A bona-fide first-rounder, I haven’t seen a single mock draft without Wilson being selected in the first 25 picks, often times within the Top 15. The draft capital will certainly be there, and there’s a good chance Wilson is the first receiver off the board come Draft Day. His pro-ready profile is going to make a lot of teams very excited about his chance at immediately making an impact on their offense.
His contract will likely look pretty similar to Devonta Smith’s ($5,035,348). This will give his Dynasty Owners a solid $5 million a year salary to work with, which could be a good value for the production they could likely get from him in his rookie year.
As with many of the top wideout prospects, Wilson is rather landing spot proof. He doesn’t need a specific style of offense to fit his strengths and most any coach will be able to use him. But as always, there are some teams out there that could really use a player like Wilson. For example, with an aging Jarvis Landry ($15,100,000) and a now OBJ sized hole in the offense, Baker Mayfield ($8,170,745) needs some help. Wilson is an immediate impact player for that offense and would be able to help that team find some rhythm in the passing game. At pick 13, the Browns have quickly become the consensus partner for Wilson.

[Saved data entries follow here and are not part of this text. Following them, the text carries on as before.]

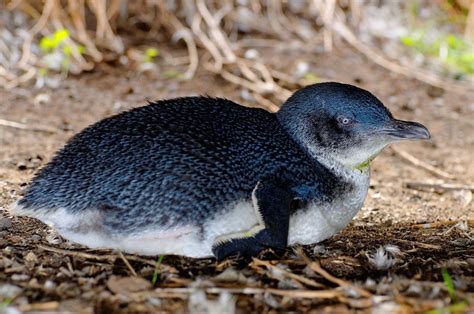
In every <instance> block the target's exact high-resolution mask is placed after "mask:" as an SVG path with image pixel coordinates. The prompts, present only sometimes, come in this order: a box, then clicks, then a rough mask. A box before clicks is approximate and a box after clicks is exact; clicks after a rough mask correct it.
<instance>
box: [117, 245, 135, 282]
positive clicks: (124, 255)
mask: <svg viewBox="0 0 474 314" xmlns="http://www.w3.org/2000/svg"><path fill="white" fill-rule="evenodd" d="M118 255H119V256H120V258H121V259H122V261H123V262H124V263H125V265H127V268H128V270H130V272H131V273H132V275H133V276H135V277H137V273H136V272H135V269H133V267H132V265H130V263H129V262H128V260H127V258H126V257H125V255H123V253H122V251H118Z"/></svg>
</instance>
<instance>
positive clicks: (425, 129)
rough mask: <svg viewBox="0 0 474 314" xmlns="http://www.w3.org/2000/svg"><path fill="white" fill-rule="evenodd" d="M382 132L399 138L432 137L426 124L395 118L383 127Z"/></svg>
mask: <svg viewBox="0 0 474 314" xmlns="http://www.w3.org/2000/svg"><path fill="white" fill-rule="evenodd" d="M380 133H381V134H386V135H388V136H390V137H392V138H394V139H399V140H403V139H407V140H428V139H430V137H431V135H430V131H428V129H427V128H426V127H425V126H424V125H422V124H420V123H418V122H412V121H402V120H395V119H393V120H392V121H390V122H389V123H388V124H387V125H386V126H385V127H384V128H383V129H381V130H380Z"/></svg>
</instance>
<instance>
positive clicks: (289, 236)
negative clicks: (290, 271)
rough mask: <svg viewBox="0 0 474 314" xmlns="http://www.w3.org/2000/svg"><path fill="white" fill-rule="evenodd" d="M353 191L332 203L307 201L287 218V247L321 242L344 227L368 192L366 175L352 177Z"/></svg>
mask: <svg viewBox="0 0 474 314" xmlns="http://www.w3.org/2000/svg"><path fill="white" fill-rule="evenodd" d="M353 179H354V189H352V190H351V191H349V192H347V193H345V194H344V195H339V196H338V197H337V198H336V199H335V200H334V201H333V202H330V203H323V202H318V201H317V200H315V201H313V202H311V203H310V204H309V205H308V207H307V208H306V209H303V210H299V211H298V212H297V213H295V214H294V215H292V216H291V218H290V230H289V235H288V244H290V245H292V244H297V243H298V244H310V243H315V242H320V241H323V240H325V239H327V238H329V237H331V236H332V235H333V234H335V233H336V232H338V231H339V230H341V229H343V228H344V227H346V226H347V225H348V224H349V223H350V222H351V220H352V218H354V216H355V215H356V214H357V213H358V212H359V210H360V209H361V208H362V206H363V204H364V200H365V198H366V196H367V192H368V189H369V180H370V178H369V174H368V173H366V174H365V173H360V172H359V173H355V174H354V177H353Z"/></svg>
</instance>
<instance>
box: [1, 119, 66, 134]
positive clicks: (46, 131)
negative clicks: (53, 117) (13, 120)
mask: <svg viewBox="0 0 474 314" xmlns="http://www.w3.org/2000/svg"><path fill="white" fill-rule="evenodd" d="M0 126H6V127H10V128H15V129H20V130H26V131H33V132H45V133H56V132H57V130H56V129H53V128H49V127H44V126H29V125H26V124H23V123H19V122H15V121H9V120H4V119H0Z"/></svg>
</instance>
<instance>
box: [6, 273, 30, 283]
mask: <svg viewBox="0 0 474 314" xmlns="http://www.w3.org/2000/svg"><path fill="white" fill-rule="evenodd" d="M11 279H12V280H13V281H27V280H29V279H30V276H29V275H26V274H13V275H12V276H11Z"/></svg>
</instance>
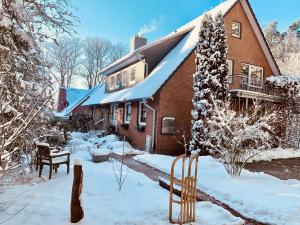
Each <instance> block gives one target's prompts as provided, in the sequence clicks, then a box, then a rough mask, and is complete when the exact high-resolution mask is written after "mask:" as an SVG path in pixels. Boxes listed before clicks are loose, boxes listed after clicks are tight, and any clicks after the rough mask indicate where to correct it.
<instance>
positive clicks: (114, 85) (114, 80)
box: [109, 76, 116, 89]
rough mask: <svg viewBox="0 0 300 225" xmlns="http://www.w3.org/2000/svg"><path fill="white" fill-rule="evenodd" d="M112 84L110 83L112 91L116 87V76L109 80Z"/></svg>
mask: <svg viewBox="0 0 300 225" xmlns="http://www.w3.org/2000/svg"><path fill="white" fill-rule="evenodd" d="M109 81H110V83H109V87H110V89H113V88H114V87H115V85H116V78H115V76H110V79H109Z"/></svg>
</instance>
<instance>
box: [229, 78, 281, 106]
mask: <svg viewBox="0 0 300 225" xmlns="http://www.w3.org/2000/svg"><path fill="white" fill-rule="evenodd" d="M227 81H228V85H229V92H230V94H231V96H234V97H244V98H252V99H258V98H259V99H264V100H272V101H279V100H280V99H281V98H280V96H278V95H276V93H275V92H274V90H273V88H272V87H270V86H269V85H267V84H266V82H265V79H262V78H253V77H249V76H244V75H233V76H229V77H228V78H227Z"/></svg>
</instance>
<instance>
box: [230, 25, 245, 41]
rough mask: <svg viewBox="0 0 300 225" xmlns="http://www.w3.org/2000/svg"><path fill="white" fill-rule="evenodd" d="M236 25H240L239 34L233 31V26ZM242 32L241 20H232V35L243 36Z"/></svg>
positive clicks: (231, 34)
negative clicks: (239, 20) (233, 32)
mask: <svg viewBox="0 0 300 225" xmlns="http://www.w3.org/2000/svg"><path fill="white" fill-rule="evenodd" d="M234 25H238V27H239V34H238V35H237V34H234V33H233V26H234ZM241 33H242V24H241V23H240V22H237V21H232V24H231V35H232V37H235V38H241Z"/></svg>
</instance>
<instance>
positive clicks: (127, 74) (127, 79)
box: [122, 70, 129, 87]
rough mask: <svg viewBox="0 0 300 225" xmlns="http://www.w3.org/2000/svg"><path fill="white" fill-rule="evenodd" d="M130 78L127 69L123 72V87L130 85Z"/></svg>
mask: <svg viewBox="0 0 300 225" xmlns="http://www.w3.org/2000/svg"><path fill="white" fill-rule="evenodd" d="M128 79H129V77H128V72H127V71H126V70H125V71H123V73H122V85H123V87H126V86H127V85H128Z"/></svg>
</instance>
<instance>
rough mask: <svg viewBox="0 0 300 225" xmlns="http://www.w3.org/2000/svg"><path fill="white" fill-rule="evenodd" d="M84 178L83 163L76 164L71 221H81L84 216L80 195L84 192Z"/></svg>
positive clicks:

If Wilson ends up sliding a bit on Draft Day, a team that would be more than happy to scoop up some receiver value would be the New Orleans Saints (pick #18). Long gone are the days of Drew Brees and Sean Peyton, now the future is cap-strapped and full of unknown player personnel. If the Saints want to find a veteran quarterback and give him a weapon outside of Michael Thomas ($19,250,000), who has plenty of his own question marks, then Wilson would be one of the best possible matches. A great route-runner like Thomas, Wilson would be able to grow under the tutelage of Thomas, another former Buckeye, and eventually maybe even take over that role for the future Saints offense.